Eine Bank ist nicht für die Steuersituation der Kunden verantwortlich.

Im Zuge vermehrter Steuerstrafverfahren könnten Bankmitarbeitende als Dritte zudem öfter in Verfahren verwickelt werden. Dies könnte unter Umständen zu Hausdurchsuchungen und anderen Zwangsmitteln führen. Und würden die Bankmitarbeitenden in Steuerverfahren von ihrem Aussageverweigerungsrecht zu häufig Gebrauch machen, liegt es nahe, sie sehr schnell in die Ecke der Gehilfen oder sogar Anstifter zu Steuerdelikten im Inland zu drängen.

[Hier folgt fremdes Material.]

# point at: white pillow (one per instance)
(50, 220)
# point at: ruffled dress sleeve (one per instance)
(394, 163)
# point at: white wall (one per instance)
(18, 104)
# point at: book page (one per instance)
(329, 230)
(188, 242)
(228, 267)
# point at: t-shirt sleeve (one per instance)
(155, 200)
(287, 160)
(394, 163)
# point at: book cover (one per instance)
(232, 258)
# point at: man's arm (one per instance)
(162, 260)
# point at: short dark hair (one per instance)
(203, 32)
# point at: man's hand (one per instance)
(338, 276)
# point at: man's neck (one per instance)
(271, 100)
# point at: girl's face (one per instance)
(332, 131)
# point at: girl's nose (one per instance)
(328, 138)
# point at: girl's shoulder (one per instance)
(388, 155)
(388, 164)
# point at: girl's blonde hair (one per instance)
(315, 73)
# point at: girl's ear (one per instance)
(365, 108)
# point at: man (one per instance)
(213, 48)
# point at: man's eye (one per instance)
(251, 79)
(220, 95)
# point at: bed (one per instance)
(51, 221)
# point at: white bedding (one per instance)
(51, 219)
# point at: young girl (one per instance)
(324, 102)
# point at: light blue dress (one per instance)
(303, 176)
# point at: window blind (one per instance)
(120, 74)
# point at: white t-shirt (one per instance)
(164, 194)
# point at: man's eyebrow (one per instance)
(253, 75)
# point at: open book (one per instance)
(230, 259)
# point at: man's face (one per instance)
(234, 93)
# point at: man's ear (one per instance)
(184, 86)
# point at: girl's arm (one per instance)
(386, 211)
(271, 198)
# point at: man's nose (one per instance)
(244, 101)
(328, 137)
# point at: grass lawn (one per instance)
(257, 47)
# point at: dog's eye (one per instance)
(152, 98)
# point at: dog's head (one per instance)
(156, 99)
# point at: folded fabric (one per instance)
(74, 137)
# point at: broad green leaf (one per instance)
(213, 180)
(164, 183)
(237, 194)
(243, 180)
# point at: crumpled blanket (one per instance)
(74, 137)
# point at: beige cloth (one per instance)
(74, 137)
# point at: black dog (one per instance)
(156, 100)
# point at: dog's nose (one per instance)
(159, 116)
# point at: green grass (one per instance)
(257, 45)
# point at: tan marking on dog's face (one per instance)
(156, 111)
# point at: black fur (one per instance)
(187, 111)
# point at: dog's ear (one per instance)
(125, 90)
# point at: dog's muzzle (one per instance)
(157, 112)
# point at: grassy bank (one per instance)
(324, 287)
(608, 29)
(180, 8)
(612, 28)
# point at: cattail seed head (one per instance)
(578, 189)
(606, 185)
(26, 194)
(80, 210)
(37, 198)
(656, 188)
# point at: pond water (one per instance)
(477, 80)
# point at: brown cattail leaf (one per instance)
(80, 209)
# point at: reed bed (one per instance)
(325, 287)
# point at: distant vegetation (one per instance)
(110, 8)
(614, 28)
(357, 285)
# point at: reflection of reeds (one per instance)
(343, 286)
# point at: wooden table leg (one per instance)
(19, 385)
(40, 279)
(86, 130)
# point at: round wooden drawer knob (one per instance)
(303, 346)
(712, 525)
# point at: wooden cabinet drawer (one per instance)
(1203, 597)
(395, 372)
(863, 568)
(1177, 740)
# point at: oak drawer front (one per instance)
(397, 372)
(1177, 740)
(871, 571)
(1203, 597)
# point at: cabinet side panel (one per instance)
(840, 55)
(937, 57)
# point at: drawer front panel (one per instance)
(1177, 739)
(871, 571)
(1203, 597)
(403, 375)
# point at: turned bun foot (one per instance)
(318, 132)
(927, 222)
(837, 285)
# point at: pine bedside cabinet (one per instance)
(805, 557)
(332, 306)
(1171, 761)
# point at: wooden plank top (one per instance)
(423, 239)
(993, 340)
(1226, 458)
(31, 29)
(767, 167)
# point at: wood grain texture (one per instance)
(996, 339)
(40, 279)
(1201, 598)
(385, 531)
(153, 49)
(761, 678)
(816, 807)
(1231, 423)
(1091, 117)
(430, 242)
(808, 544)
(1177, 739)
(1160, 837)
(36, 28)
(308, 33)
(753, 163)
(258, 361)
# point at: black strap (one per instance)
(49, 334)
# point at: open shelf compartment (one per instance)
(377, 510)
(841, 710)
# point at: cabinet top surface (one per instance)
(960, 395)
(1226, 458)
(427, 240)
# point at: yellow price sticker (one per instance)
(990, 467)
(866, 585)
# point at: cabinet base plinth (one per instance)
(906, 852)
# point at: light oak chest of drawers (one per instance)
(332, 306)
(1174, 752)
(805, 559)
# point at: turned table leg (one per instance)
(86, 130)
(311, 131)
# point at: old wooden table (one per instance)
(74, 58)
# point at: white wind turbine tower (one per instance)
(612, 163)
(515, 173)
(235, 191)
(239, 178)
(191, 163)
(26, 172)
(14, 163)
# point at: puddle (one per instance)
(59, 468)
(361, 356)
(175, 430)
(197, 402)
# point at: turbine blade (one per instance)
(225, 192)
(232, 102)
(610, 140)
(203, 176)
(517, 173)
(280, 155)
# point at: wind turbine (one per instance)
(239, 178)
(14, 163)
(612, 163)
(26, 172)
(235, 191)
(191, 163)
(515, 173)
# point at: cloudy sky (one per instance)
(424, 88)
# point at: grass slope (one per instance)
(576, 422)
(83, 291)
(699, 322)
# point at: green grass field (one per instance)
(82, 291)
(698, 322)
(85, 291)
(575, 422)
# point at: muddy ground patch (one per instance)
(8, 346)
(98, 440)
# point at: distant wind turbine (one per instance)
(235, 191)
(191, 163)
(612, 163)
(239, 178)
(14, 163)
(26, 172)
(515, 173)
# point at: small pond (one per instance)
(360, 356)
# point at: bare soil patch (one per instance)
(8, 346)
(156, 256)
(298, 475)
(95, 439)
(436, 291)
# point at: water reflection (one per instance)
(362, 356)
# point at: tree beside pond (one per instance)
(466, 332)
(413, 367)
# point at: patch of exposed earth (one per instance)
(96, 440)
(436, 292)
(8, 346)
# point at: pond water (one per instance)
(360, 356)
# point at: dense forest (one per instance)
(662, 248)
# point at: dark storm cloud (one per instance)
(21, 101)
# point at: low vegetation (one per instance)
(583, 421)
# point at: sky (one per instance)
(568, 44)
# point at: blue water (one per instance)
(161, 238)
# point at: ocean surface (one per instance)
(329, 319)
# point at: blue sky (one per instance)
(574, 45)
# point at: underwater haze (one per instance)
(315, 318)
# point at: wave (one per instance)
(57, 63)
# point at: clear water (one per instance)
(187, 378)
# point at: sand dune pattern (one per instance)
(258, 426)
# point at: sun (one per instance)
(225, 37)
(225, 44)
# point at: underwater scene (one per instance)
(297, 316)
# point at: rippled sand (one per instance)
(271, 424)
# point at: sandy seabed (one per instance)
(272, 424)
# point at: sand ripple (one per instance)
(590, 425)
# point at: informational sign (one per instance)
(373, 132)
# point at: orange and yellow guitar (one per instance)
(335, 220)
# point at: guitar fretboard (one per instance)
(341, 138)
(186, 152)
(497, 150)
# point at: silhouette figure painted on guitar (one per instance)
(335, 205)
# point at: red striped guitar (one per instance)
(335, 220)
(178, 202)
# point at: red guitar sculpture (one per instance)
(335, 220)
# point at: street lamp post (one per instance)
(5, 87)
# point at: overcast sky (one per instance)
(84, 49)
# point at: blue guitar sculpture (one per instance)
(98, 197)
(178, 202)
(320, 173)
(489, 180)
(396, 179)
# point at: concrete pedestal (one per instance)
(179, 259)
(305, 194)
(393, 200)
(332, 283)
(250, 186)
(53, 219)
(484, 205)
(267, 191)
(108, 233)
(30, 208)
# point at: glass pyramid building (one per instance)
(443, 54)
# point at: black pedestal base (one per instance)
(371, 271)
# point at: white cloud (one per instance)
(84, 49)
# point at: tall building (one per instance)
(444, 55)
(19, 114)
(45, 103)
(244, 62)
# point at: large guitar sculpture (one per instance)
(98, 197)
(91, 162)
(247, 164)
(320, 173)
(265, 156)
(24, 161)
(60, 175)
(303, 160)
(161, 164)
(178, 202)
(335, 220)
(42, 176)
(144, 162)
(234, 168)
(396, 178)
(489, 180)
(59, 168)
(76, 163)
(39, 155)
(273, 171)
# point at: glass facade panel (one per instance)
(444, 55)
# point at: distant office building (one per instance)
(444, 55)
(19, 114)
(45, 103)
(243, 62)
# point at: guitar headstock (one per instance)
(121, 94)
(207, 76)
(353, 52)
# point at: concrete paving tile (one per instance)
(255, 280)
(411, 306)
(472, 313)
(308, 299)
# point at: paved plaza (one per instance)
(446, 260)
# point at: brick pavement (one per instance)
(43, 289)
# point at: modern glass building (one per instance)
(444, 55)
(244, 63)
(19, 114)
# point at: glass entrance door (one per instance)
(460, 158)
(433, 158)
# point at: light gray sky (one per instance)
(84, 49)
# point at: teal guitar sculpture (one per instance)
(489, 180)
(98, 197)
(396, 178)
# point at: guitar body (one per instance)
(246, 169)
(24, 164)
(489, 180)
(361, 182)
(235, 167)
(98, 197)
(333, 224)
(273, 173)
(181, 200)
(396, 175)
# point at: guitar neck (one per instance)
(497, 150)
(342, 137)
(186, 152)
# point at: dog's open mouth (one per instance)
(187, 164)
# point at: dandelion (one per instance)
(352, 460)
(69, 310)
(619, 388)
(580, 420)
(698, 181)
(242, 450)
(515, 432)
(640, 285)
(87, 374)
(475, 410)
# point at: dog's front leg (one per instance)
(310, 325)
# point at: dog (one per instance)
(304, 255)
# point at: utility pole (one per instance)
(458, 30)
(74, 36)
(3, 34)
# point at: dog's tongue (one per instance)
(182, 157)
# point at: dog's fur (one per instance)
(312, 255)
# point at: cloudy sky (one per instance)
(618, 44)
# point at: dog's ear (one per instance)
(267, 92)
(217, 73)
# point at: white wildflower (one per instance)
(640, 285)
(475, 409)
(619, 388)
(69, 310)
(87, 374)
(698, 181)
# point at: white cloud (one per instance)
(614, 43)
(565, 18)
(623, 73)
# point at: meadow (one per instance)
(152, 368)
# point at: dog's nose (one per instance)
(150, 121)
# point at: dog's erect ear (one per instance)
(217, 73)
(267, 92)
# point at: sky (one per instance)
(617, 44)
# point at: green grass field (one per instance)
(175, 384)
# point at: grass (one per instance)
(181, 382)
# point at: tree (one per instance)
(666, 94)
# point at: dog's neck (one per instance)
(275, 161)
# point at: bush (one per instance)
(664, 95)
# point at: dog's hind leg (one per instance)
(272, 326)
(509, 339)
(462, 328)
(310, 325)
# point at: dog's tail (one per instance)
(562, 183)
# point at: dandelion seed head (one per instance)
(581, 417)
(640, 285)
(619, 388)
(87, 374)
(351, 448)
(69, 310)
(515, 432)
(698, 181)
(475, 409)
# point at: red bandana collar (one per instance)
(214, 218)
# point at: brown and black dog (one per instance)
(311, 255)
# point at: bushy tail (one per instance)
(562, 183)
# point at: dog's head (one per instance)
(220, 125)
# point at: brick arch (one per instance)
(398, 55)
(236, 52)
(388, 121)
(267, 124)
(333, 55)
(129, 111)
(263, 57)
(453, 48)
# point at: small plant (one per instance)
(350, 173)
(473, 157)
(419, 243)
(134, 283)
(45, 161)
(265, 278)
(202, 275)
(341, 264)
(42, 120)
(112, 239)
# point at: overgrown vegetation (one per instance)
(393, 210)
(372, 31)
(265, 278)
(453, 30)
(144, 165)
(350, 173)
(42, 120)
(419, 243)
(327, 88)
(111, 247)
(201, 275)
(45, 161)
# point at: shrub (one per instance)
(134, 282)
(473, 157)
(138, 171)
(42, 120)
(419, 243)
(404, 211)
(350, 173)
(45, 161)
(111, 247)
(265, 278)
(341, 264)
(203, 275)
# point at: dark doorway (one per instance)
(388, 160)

Der Verwaltungsrat der SBVg lehnt aufgrund dieser zu erwartenden negativen Folgen in einer Stellungnahme die Matter-Initiative in der heutigen Form ab. Bei allen politischen Fragen darf nicht vergessen gehen, dass die Banken als Unternehmen und im Sinne ihrer Kunden tätig sind. Ihre Arbeit würde deutlich erschwert, würde die Initiative angenommen werden. Ohne materielles Entgegenkommen des Initiativkomitees wird die SBVg auch im Abstimmungskampf gezwungen sein, diese ablehnende Position einzunehmen.